Indignant, I re-positioned the needle to the start of the song, and Barry sang Let the Music Play one more time. Well, not quite. When I heard my brother’s chair scrape away from the kitchen table, I removed the needle and plucked the record off the turntable, replacing it with his Michael Murphy album. He made a swift approach and I sped out the front door, inclining my ear to the racket of his Blue Sky Night Thunder album, shattering into “a million pieces.”
My sons laughed when they heard that story. “Mom, did you ever tell him that he smashed his own record?” No, I never did, I said. “You should, Mom.
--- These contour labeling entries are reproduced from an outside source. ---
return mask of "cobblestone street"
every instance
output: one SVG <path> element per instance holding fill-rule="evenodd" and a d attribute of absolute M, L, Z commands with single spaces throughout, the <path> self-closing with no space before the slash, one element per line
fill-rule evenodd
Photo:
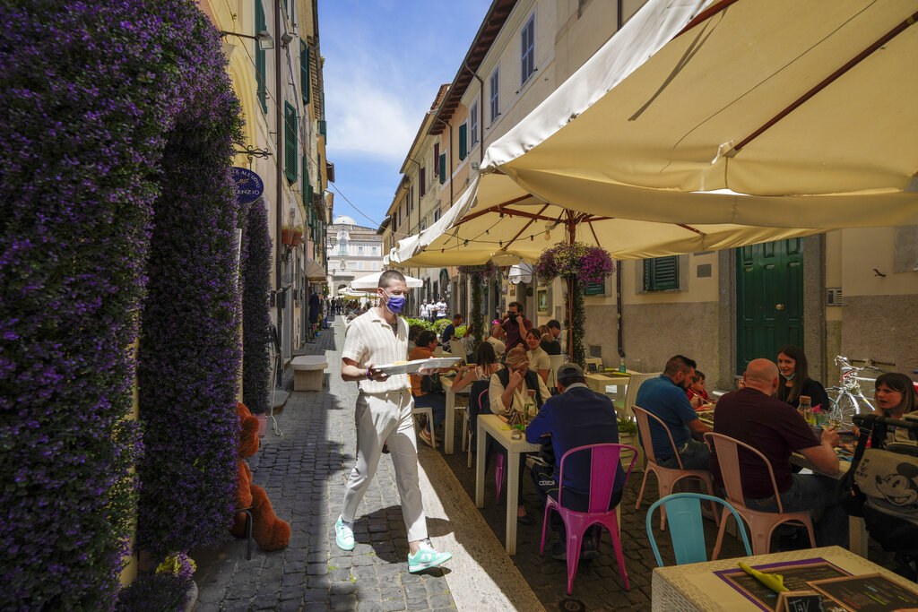
<path fill-rule="evenodd" d="M 333 525 L 341 511 L 345 477 L 353 465 L 353 406 L 356 385 L 343 383 L 340 348 L 343 326 L 324 330 L 302 354 L 329 359 L 328 385 L 322 392 L 289 392 L 285 379 L 277 402 L 282 435 L 268 431 L 259 452 L 250 459 L 253 482 L 263 486 L 274 511 L 290 522 L 292 537 L 284 551 L 265 552 L 253 545 L 245 559 L 245 540 L 218 550 L 192 551 L 198 563 L 196 610 L 646 610 L 651 606 L 651 575 L 656 566 L 644 527 L 646 510 L 656 499 L 651 477 L 639 510 L 634 509 L 643 472 L 634 472 L 621 505 L 621 543 L 631 590 L 625 591 L 608 534 L 600 556 L 582 562 L 571 595 L 565 593 L 566 568 L 546 551 L 539 556 L 542 510 L 528 473 L 523 502 L 536 524 L 518 527 L 517 554 L 503 551 L 506 506 L 495 503 L 493 467 L 487 473 L 485 507 L 475 507 L 475 471 L 466 467 L 456 428 L 455 453 L 442 454 L 420 444 L 420 476 L 428 526 L 434 544 L 454 557 L 443 569 L 408 573 L 408 540 L 391 459 L 383 455 L 354 525 L 353 552 L 334 543 Z M 288 395 L 288 396 L 287 396 Z M 425 488 L 426 486 L 426 488 Z M 705 521 L 709 542 L 716 537 Z M 657 533 L 664 559 L 671 559 L 665 532 Z M 550 546 L 549 543 L 546 548 Z M 774 546 L 774 545 L 773 545 Z M 740 556 L 742 544 L 726 538 L 722 558 Z M 876 546 L 870 560 L 891 568 L 890 555 Z M 452 593 L 451 593 L 452 589 Z"/>
<path fill-rule="evenodd" d="M 339 318 L 339 321 L 341 319 Z M 268 431 L 249 463 L 274 512 L 290 523 L 290 544 L 265 552 L 245 540 L 194 551 L 200 592 L 196 610 L 446 610 L 455 609 L 443 571 L 408 573 L 408 540 L 395 473 L 383 455 L 354 524 L 353 552 L 334 544 L 345 477 L 354 459 L 356 384 L 339 376 L 343 327 L 323 330 L 298 354 L 326 354 L 327 386 L 293 392 L 277 416 L 283 431 Z M 285 380 L 292 388 L 292 381 Z M 426 500 L 425 500 L 426 501 Z"/>

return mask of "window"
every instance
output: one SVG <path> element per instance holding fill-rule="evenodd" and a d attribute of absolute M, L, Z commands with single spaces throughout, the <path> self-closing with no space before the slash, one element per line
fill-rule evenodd
<path fill-rule="evenodd" d="M 267 29 L 268 26 L 264 22 L 264 8 L 262 6 L 262 0 L 255 0 L 255 33 Z M 268 112 L 268 88 L 264 84 L 264 73 L 267 70 L 265 65 L 266 54 L 257 41 L 255 43 L 255 82 L 257 83 L 256 95 L 262 105 L 262 111 Z"/>
<path fill-rule="evenodd" d="M 644 290 L 664 291 L 679 288 L 679 258 L 677 255 L 656 257 L 644 261 Z"/>
<path fill-rule="evenodd" d="M 468 124 L 459 126 L 459 159 L 465 160 L 468 155 Z"/>
<path fill-rule="evenodd" d="M 491 72 L 491 123 L 500 115 L 500 72 L 495 68 Z"/>
<path fill-rule="evenodd" d="M 520 30 L 520 84 L 535 72 L 535 14 Z"/>
<path fill-rule="evenodd" d="M 299 41 L 299 90 L 303 95 L 303 104 L 309 104 L 309 48 L 301 39 Z"/>
<path fill-rule="evenodd" d="M 297 182 L 297 109 L 289 102 L 284 103 L 284 174 Z"/>
<path fill-rule="evenodd" d="M 471 132 L 471 147 L 478 144 L 478 101 L 468 109 L 468 131 Z"/>

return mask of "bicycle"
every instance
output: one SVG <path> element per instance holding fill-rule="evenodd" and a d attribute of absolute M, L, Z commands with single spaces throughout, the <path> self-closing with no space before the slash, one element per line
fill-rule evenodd
<path fill-rule="evenodd" d="M 858 374 L 864 370 L 879 373 L 883 373 L 884 370 L 874 365 L 875 362 L 873 360 L 858 361 L 864 361 L 865 365 L 856 367 L 851 365 L 847 357 L 843 357 L 842 355 L 835 357 L 835 365 L 839 366 L 842 371 L 841 378 L 838 380 L 840 384 L 828 387 L 825 390 L 829 395 L 829 401 L 832 402 L 832 407 L 829 411 L 829 422 L 834 427 L 839 427 L 842 424 L 851 425 L 851 417 L 855 415 L 868 415 L 874 411 L 873 404 L 864 396 L 864 392 L 861 389 L 861 381 L 872 383 L 877 379 L 868 376 L 859 376 Z"/>

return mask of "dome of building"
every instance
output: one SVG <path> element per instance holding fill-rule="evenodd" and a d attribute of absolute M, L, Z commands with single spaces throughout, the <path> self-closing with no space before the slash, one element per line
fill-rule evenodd
<path fill-rule="evenodd" d="M 357 225 L 357 222 L 347 215 L 340 215 L 335 217 L 335 220 L 331 222 L 331 225 Z"/>

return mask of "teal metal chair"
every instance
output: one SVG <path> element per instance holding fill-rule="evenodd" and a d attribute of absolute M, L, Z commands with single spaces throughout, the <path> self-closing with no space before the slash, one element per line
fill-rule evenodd
<path fill-rule="evenodd" d="M 647 510 L 647 537 L 650 538 L 650 545 L 654 549 L 656 564 L 660 567 L 663 567 L 663 559 L 656 548 L 656 540 L 654 540 L 654 529 L 651 523 L 653 522 L 654 510 L 661 504 L 666 511 L 669 537 L 673 540 L 673 552 L 676 554 L 676 564 L 682 565 L 683 563 L 698 563 L 708 561 L 708 550 L 704 543 L 704 526 L 701 524 L 702 500 L 721 504 L 724 509 L 729 508 L 733 513 L 737 529 L 743 536 L 746 556 L 752 556 L 752 548 L 749 546 L 745 527 L 743 525 L 739 513 L 733 506 L 713 495 L 700 493 L 677 493 L 655 502 Z M 725 517 L 722 517 L 721 520 L 724 519 Z M 714 559 L 716 558 L 715 551 Z"/>

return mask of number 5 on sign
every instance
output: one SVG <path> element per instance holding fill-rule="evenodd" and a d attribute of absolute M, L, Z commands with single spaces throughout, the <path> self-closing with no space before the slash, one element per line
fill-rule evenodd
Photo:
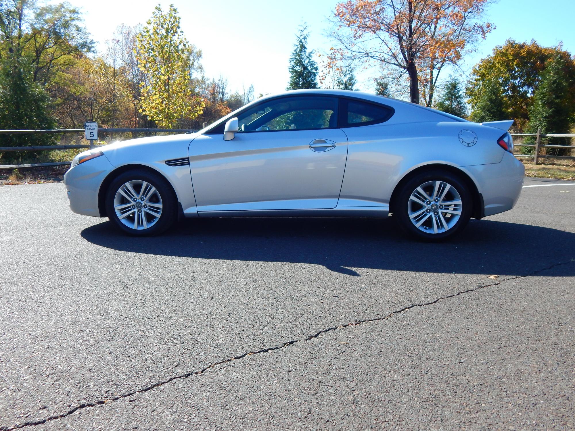
<path fill-rule="evenodd" d="M 84 123 L 84 131 L 86 140 L 98 140 L 98 123 L 95 121 L 86 121 Z"/>

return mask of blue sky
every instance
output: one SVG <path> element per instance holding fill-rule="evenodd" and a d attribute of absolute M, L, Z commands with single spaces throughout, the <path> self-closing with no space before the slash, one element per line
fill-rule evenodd
<path fill-rule="evenodd" d="M 285 89 L 294 33 L 302 22 L 311 32 L 310 47 L 320 52 L 329 49 L 332 43 L 324 36 L 329 28 L 327 17 L 337 3 L 335 0 L 68 1 L 81 8 L 88 30 L 102 50 L 117 26 L 145 24 L 159 2 L 164 9 L 173 3 L 186 36 L 202 51 L 206 76 L 227 78 L 232 91 L 241 91 L 253 84 L 256 95 Z M 467 72 L 509 38 L 532 39 L 544 46 L 562 41 L 564 48 L 575 54 L 575 0 L 500 0 L 489 7 L 486 16 L 497 28 L 462 64 Z M 358 87 L 369 90 L 371 76 L 361 74 Z"/>

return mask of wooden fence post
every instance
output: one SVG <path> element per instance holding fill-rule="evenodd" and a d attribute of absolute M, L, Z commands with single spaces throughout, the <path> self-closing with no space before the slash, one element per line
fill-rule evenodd
<path fill-rule="evenodd" d="M 535 164 L 539 164 L 539 146 L 541 143 L 541 129 L 537 129 L 537 137 L 535 139 L 535 156 L 533 157 L 534 163 Z"/>

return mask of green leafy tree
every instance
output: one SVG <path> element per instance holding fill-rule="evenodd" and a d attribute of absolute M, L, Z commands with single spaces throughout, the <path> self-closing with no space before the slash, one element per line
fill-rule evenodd
<path fill-rule="evenodd" d="M 391 90 L 389 88 L 389 81 L 383 76 L 376 78 L 375 82 L 375 94 L 379 96 L 387 96 L 392 97 Z"/>
<path fill-rule="evenodd" d="M 533 104 L 529 110 L 527 133 L 568 133 L 573 123 L 575 106 L 570 103 L 570 88 L 575 86 L 575 78 L 565 59 L 554 55 L 547 61 L 541 73 L 541 80 L 533 95 Z M 543 144 L 568 145 L 568 138 L 544 138 Z M 532 142 L 532 138 L 527 140 Z M 562 149 L 547 149 L 548 153 L 557 155 Z"/>
<path fill-rule="evenodd" d="M 341 68 L 335 81 L 335 88 L 338 90 L 353 90 L 355 87 L 355 74 L 351 66 Z"/>
<path fill-rule="evenodd" d="M 141 111 L 159 127 L 171 128 L 183 117 L 202 113 L 204 101 L 192 94 L 191 85 L 192 66 L 201 53 L 184 36 L 173 5 L 166 13 L 156 6 L 147 24 L 136 37 L 138 67 L 146 74 Z"/>
<path fill-rule="evenodd" d="M 519 130 L 523 130 L 529 121 L 529 113 L 533 103 L 533 95 L 541 81 L 541 74 L 547 61 L 558 55 L 564 60 L 570 76 L 575 75 L 575 61 L 561 45 L 545 48 L 535 41 L 530 43 L 508 40 L 502 46 L 496 47 L 493 54 L 473 67 L 467 84 L 466 94 L 471 105 L 471 117 L 479 105 L 484 110 L 486 90 L 495 84 L 503 98 L 504 114 L 498 120 L 514 120 Z M 571 81 L 573 82 L 573 81 Z M 575 84 L 568 88 L 569 103 L 575 104 Z"/>
<path fill-rule="evenodd" d="M 473 110 L 470 116 L 471 121 L 480 123 L 509 119 L 505 99 L 497 81 L 485 81 L 476 91 L 477 96 L 474 99 Z"/>
<path fill-rule="evenodd" d="M 26 59 L 16 55 L 2 60 L 0 68 L 0 129 L 53 129 L 55 122 L 49 113 L 49 98 L 42 86 L 33 79 L 33 66 Z M 3 146 L 50 145 L 50 134 L 7 134 Z M 16 160 L 26 153 L 11 152 L 5 159 Z"/>
<path fill-rule="evenodd" d="M 93 49 L 79 10 L 67 2 L 0 1 L 0 59 L 26 57 L 34 81 L 48 85 L 56 74 Z"/>
<path fill-rule="evenodd" d="M 435 107 L 457 117 L 463 118 L 467 116 L 463 90 L 459 80 L 450 76 Z"/>
<path fill-rule="evenodd" d="M 308 51 L 309 36 L 307 26 L 301 26 L 289 59 L 290 80 L 286 90 L 317 88 L 319 68 L 313 59 L 313 51 Z"/>

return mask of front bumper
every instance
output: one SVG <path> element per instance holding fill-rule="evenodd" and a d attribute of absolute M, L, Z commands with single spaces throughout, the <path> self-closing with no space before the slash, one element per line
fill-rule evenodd
<path fill-rule="evenodd" d="M 83 216 L 102 217 L 98 195 L 102 182 L 113 169 L 105 155 L 70 168 L 64 175 L 70 209 Z"/>
<path fill-rule="evenodd" d="M 485 215 L 508 211 L 519 199 L 525 177 L 525 167 L 507 151 L 499 163 L 461 168 L 475 180 L 483 196 Z"/>

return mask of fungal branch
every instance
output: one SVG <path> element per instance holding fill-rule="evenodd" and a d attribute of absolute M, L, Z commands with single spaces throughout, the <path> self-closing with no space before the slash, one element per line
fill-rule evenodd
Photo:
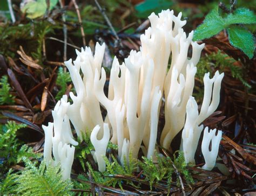
<path fill-rule="evenodd" d="M 224 74 L 219 74 L 217 71 L 212 79 L 208 73 L 205 74 L 204 97 L 199 113 L 192 94 L 196 65 L 204 44 L 192 41 L 193 31 L 186 36 L 182 28 L 186 21 L 181 18 L 181 13 L 175 16 L 173 11 L 169 10 L 162 11 L 158 16 L 152 13 L 149 17 L 151 26 L 140 36 L 140 51 L 131 51 L 121 65 L 114 58 L 107 97 L 104 92 L 106 72 L 102 67 L 105 44 L 96 44 L 94 55 L 86 47 L 80 52 L 76 51 L 77 57 L 75 61 L 70 59 L 65 62 L 76 95 L 70 93 L 72 104 L 64 95 L 52 111 L 53 123 L 43 126 L 44 157 L 48 164 L 60 163 L 65 173 L 64 178 L 70 174 L 73 146 L 78 144 L 73 138 L 70 121 L 80 138 L 83 133 L 88 131 L 90 134 L 92 130 L 91 140 L 95 149 L 93 157 L 100 171 L 105 170 L 103 156 L 105 155 L 110 139 L 118 145 L 118 156 L 122 164 L 125 159 L 127 161 L 130 153 L 133 158 L 137 158 L 140 148 L 144 156 L 154 157 L 160 105 L 164 96 L 165 125 L 160 144 L 170 149 L 172 139 L 183 130 L 181 147 L 186 161 L 194 162 L 194 153 L 203 128 L 200 124 L 219 104 Z M 187 53 L 190 45 L 192 55 L 189 58 Z M 167 71 L 171 54 L 171 64 Z M 100 104 L 107 111 L 106 116 L 102 116 Z M 218 146 L 221 135 L 218 135 L 215 139 L 212 134 L 213 132 L 211 131 L 210 134 L 205 131 L 204 149 L 207 144 L 208 148 L 209 139 L 215 139 Z M 203 154 L 206 156 L 205 150 Z M 218 150 L 217 147 L 212 148 L 214 152 L 205 159 L 204 168 L 211 169 L 214 166 Z"/>

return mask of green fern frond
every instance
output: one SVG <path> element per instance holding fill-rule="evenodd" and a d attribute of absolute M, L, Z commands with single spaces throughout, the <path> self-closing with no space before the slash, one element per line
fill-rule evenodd
<path fill-rule="evenodd" d="M 0 105 L 14 103 L 15 97 L 10 93 L 11 89 L 7 75 L 3 75 L 0 79 Z"/>
<path fill-rule="evenodd" d="M 178 156 L 177 156 L 177 153 L 178 154 Z M 173 164 L 177 169 L 179 173 L 185 178 L 186 182 L 187 184 L 194 183 L 194 180 L 193 179 L 191 174 L 187 168 L 187 164 L 185 161 L 184 152 L 177 151 L 175 152 L 173 155 L 174 157 Z M 177 178 L 177 183 L 178 182 L 179 182 L 179 180 Z"/>
<path fill-rule="evenodd" d="M 0 193 L 1 195 L 16 194 L 16 179 L 18 175 L 16 173 L 11 173 L 12 170 L 4 175 L 3 180 L 0 179 Z"/>
<path fill-rule="evenodd" d="M 46 167 L 43 161 L 38 167 L 26 159 L 26 167 L 17 179 L 18 194 L 24 195 L 70 195 L 70 180 L 62 180 L 60 166 Z"/>
<path fill-rule="evenodd" d="M 31 147 L 22 145 L 16 137 L 17 131 L 26 127 L 24 124 L 17 124 L 8 121 L 0 126 L 0 174 L 5 173 L 11 165 L 20 163 L 24 157 L 37 159 L 41 153 L 35 153 Z"/>

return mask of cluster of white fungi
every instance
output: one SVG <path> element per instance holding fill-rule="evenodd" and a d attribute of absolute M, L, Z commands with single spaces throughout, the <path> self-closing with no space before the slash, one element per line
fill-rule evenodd
<path fill-rule="evenodd" d="M 106 73 L 102 67 L 104 43 L 97 43 L 94 55 L 86 47 L 80 52 L 76 51 L 75 61 L 65 62 L 76 95 L 70 93 L 72 104 L 64 95 L 52 111 L 53 122 L 43 127 L 45 133 L 44 158 L 48 164 L 60 163 L 64 179 L 70 176 L 74 146 L 78 145 L 70 122 L 79 138 L 86 131 L 90 134 L 95 148 L 93 158 L 99 171 L 103 172 L 105 170 L 103 156 L 110 139 L 118 145 L 122 163 L 129 153 L 137 158 L 140 148 L 147 158 L 155 156 L 158 153 L 156 144 L 160 106 L 163 100 L 165 124 L 160 145 L 170 149 L 172 140 L 182 130 L 181 150 L 187 163 L 194 162 L 203 129 L 201 124 L 217 108 L 224 74 L 217 71 L 212 79 L 209 73 L 205 74 L 204 99 L 199 112 L 192 94 L 196 65 L 204 44 L 192 41 L 193 31 L 186 36 L 182 28 L 186 21 L 181 20 L 181 13 L 175 16 L 169 10 L 158 16 L 152 13 L 149 17 L 151 26 L 140 36 L 139 51 L 131 51 L 122 65 L 114 58 L 107 96 L 103 89 Z M 188 58 L 190 45 L 192 55 Z M 100 105 L 107 111 L 104 118 Z M 221 131 L 217 135 L 215 132 L 215 129 L 209 131 L 208 127 L 204 131 L 201 150 L 205 164 L 203 168 L 208 170 L 214 166 L 221 138 Z"/>

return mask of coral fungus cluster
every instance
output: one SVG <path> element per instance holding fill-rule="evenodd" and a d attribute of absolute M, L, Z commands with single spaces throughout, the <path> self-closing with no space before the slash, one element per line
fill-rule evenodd
<path fill-rule="evenodd" d="M 201 124 L 217 108 L 224 74 L 217 71 L 212 79 L 208 73 L 205 74 L 204 100 L 199 113 L 192 94 L 196 65 L 204 44 L 192 41 L 193 31 L 186 36 L 182 28 L 186 21 L 181 17 L 181 13 L 175 16 L 173 11 L 169 10 L 149 17 L 151 26 L 140 37 L 139 51 L 131 51 L 121 65 L 114 58 L 107 96 L 103 89 L 106 73 L 102 68 L 104 43 L 97 43 L 94 55 L 89 47 L 85 47 L 80 52 L 76 51 L 77 58 L 73 62 L 71 59 L 65 62 L 76 95 L 70 93 L 72 104 L 64 95 L 52 111 L 53 123 L 43 127 L 44 157 L 48 163 L 60 163 L 64 178 L 70 174 L 73 146 L 78 144 L 73 138 L 70 121 L 78 137 L 86 131 L 91 134 L 95 148 L 94 158 L 99 170 L 103 171 L 105 165 L 103 156 L 110 139 L 118 145 L 118 156 L 123 163 L 129 152 L 137 158 L 140 148 L 144 156 L 154 157 L 162 101 L 165 104 L 165 124 L 160 145 L 170 149 L 172 140 L 183 129 L 181 148 L 186 162 L 194 162 L 203 129 Z M 190 45 L 192 55 L 190 58 Z M 106 109 L 106 116 L 102 115 L 100 105 Z M 215 164 L 221 131 L 216 136 L 215 130 L 209 132 L 208 129 L 205 129 L 201 146 L 206 162 L 203 168 L 211 170 Z M 209 152 L 211 141 L 212 150 Z"/>

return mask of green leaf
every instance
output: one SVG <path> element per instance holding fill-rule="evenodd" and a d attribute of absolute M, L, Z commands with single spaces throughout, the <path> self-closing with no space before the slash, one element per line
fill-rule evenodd
<path fill-rule="evenodd" d="M 230 43 L 252 59 L 254 51 L 254 41 L 252 33 L 239 26 L 232 25 L 227 30 Z"/>
<path fill-rule="evenodd" d="M 234 13 L 228 15 L 226 19 L 226 24 L 256 23 L 256 16 L 253 12 L 246 8 L 239 8 Z"/>
<path fill-rule="evenodd" d="M 49 9 L 52 9 L 58 3 L 58 0 L 50 0 Z M 46 0 L 38 0 L 36 2 L 28 3 L 22 9 L 23 12 L 26 12 L 27 17 L 34 19 L 43 16 L 47 10 Z"/>
<path fill-rule="evenodd" d="M 217 8 L 206 16 L 203 23 L 195 30 L 193 39 L 197 41 L 209 38 L 224 29 L 224 19 L 219 15 Z"/>
<path fill-rule="evenodd" d="M 146 0 L 135 6 L 137 11 L 136 16 L 139 18 L 147 18 L 152 12 L 157 14 L 173 4 L 173 3 L 169 0 Z"/>

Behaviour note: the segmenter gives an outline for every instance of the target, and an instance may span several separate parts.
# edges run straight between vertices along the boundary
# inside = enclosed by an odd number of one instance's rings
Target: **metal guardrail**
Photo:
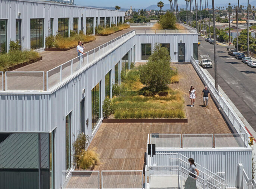
[[[75,72],[102,57],[135,34],[135,30],[109,41],[99,47],[62,64],[46,72],[46,90],[63,81]]]
[[[209,77],[205,71],[201,69],[198,63],[195,60],[193,57],[191,57],[191,63],[198,74],[200,75],[205,82],[209,89],[216,98],[221,108],[223,109],[226,115],[230,120],[232,126],[238,134],[244,134],[244,138],[246,147],[248,147],[248,139],[249,134],[245,128],[245,125],[237,113],[235,112],[228,102],[223,97],[219,92],[218,91],[215,87],[213,81]]]
[[[192,29],[135,29],[136,34],[160,34],[174,33],[195,34],[196,32]]]
[[[246,134],[151,134],[151,144],[158,148],[230,148],[246,147]],[[182,142],[181,142],[182,141]]]

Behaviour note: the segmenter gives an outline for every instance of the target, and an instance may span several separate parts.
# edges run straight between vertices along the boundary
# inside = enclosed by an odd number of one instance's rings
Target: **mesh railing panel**
[[[69,179],[63,186],[65,188],[99,188],[99,172],[74,172],[69,173]],[[65,178],[67,172],[63,172]]]
[[[61,80],[63,81],[71,74],[71,61],[62,64],[62,66]]]
[[[102,172],[102,188],[142,188],[141,172]]]
[[[0,91],[3,90],[3,72],[2,71],[0,72]]]
[[[73,65],[72,65],[72,73],[74,73],[80,70],[80,63],[81,65],[83,64],[82,63],[84,60],[82,56],[77,57],[73,59]]]
[[[43,90],[44,74],[44,72],[6,71],[6,90]]]
[[[150,143],[156,148],[180,148],[180,140],[179,134],[150,134]]]
[[[56,67],[47,72],[48,73],[48,89],[51,89],[60,82],[60,67]]]
[[[183,134],[183,148],[212,148],[213,135],[212,134]]]
[[[244,147],[244,134],[215,134],[215,148]]]

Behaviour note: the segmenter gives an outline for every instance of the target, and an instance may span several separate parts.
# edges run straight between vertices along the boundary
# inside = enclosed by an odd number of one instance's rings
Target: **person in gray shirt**
[[[196,187],[196,180],[197,179],[199,172],[196,168],[196,164],[193,158],[188,159],[188,162],[190,164],[189,176],[185,183],[184,189],[196,189],[197,188]]]

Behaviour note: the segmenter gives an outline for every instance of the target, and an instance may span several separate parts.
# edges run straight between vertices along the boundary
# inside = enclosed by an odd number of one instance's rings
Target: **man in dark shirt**
[[[202,94],[201,94],[201,97],[202,97],[202,96],[203,94],[203,105],[206,106],[206,108],[208,108],[208,97],[209,98],[211,98],[210,94],[210,91],[207,89],[207,87],[206,86],[205,87],[205,89],[202,91]],[[205,102],[206,101],[206,103]]]

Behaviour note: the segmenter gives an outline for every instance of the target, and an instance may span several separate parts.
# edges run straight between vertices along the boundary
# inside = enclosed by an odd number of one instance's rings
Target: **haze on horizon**
[[[135,9],[145,9],[153,4],[156,4],[159,0],[130,0],[130,1],[120,1],[117,0],[110,0],[106,1],[106,0],[97,0],[96,1],[86,1],[85,0],[74,0],[75,3],[76,4],[79,4],[87,6],[95,6],[99,7],[115,7],[116,5],[118,5],[121,8],[125,9],[129,9],[130,6],[132,6],[133,8]],[[168,0],[162,0],[164,3],[164,7],[167,6],[168,8],[164,9],[169,9],[170,4]],[[203,0],[203,4],[204,5],[205,2]],[[200,1],[198,1],[200,3]],[[212,7],[212,1],[208,0],[208,4],[209,6]],[[237,2],[234,2],[233,1],[228,0],[215,0],[215,6],[224,6],[225,5],[228,5],[229,3],[230,3],[233,4],[235,3],[237,3]],[[247,1],[244,0],[240,1],[240,4],[247,4]],[[249,2],[250,3],[250,2]],[[179,4],[185,4],[185,1],[179,1]],[[165,8],[164,7],[164,8]]]

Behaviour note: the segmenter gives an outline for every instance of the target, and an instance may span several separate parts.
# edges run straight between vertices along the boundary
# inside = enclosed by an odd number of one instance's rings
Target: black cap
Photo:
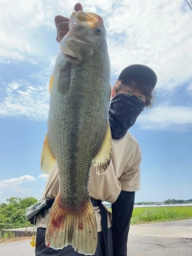
[[[146,79],[154,89],[158,78],[156,74],[149,66],[141,64],[130,65],[126,67],[118,77],[118,80],[126,80],[130,77],[138,76]]]

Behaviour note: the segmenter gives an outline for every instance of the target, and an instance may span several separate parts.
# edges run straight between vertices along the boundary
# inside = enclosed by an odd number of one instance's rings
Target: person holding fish
[[[128,130],[151,105],[157,76],[144,65],[126,67],[108,107],[110,62],[102,18],[84,13],[80,3],[74,10],[70,19],[55,17],[61,52],[50,82],[41,160],[42,170],[50,171],[42,197],[48,206],[34,222],[35,255],[126,256],[142,158]],[[103,201],[112,204],[112,216]]]

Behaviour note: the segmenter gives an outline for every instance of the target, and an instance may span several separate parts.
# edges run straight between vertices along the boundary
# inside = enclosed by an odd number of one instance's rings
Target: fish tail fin
[[[46,228],[46,246],[62,249],[70,244],[78,253],[92,255],[95,253],[97,243],[97,224],[90,198],[74,210],[62,205],[58,194]]]
[[[108,122],[102,146],[93,158],[94,169],[98,175],[104,174],[108,168],[110,162],[111,150],[111,133],[110,123]]]

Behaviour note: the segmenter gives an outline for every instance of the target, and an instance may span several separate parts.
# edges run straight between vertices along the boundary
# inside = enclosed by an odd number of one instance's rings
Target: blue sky
[[[84,0],[105,22],[111,84],[126,66],[153,68],[153,106],[130,131],[142,150],[136,202],[192,198],[192,11],[184,0]],[[0,0],[0,202],[40,199],[46,175],[40,154],[46,133],[48,82],[59,45],[54,18],[74,1]]]

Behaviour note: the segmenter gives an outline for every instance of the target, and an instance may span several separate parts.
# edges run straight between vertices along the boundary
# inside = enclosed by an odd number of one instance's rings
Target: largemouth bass
[[[60,50],[50,81],[48,132],[41,158],[44,172],[57,164],[59,174],[46,244],[54,249],[70,244],[91,255],[98,231],[87,190],[89,173],[92,162],[97,174],[104,173],[111,153],[110,72],[102,18],[74,12]]]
He’d probably laugh.” Forty years later, he still doesn't know. Perhaps I don’t want to conjure suspicion, like: Why are you telling me this now? Is it for the purpose of a confession, an admission, an apology, or do I just expect he’d think it was funny?
I’ll get back to you on that in some future post about admissions, confessions and apologies!
Whether it’s good, bad or indifferent, what secret did you keep in childhood? For what purpose did you keep it secret?
Secrets can be categorized into social, personal, family, general, etc. Acknowledging your own secrets, can also provide valuable information and illustrates one of your strengths: candidness.
Comments 2
The Legacy Story prompt regarding secrets worked on me, but I was very reluctant. It was a challenge to reconstruct the actual events; and it required me to research the facts regarding qualifying with a rifle in the US Army.
Most of my secrets are still too embarrassing to divulge, so will remain hidden. Personally, I don't like secrets among friends but we all continue to harbor them.
I know what you mean Dick. This challenge is more about benign secrets that we might have had as children that, when looking back now, would not be damaging, rather revealing in a positive way.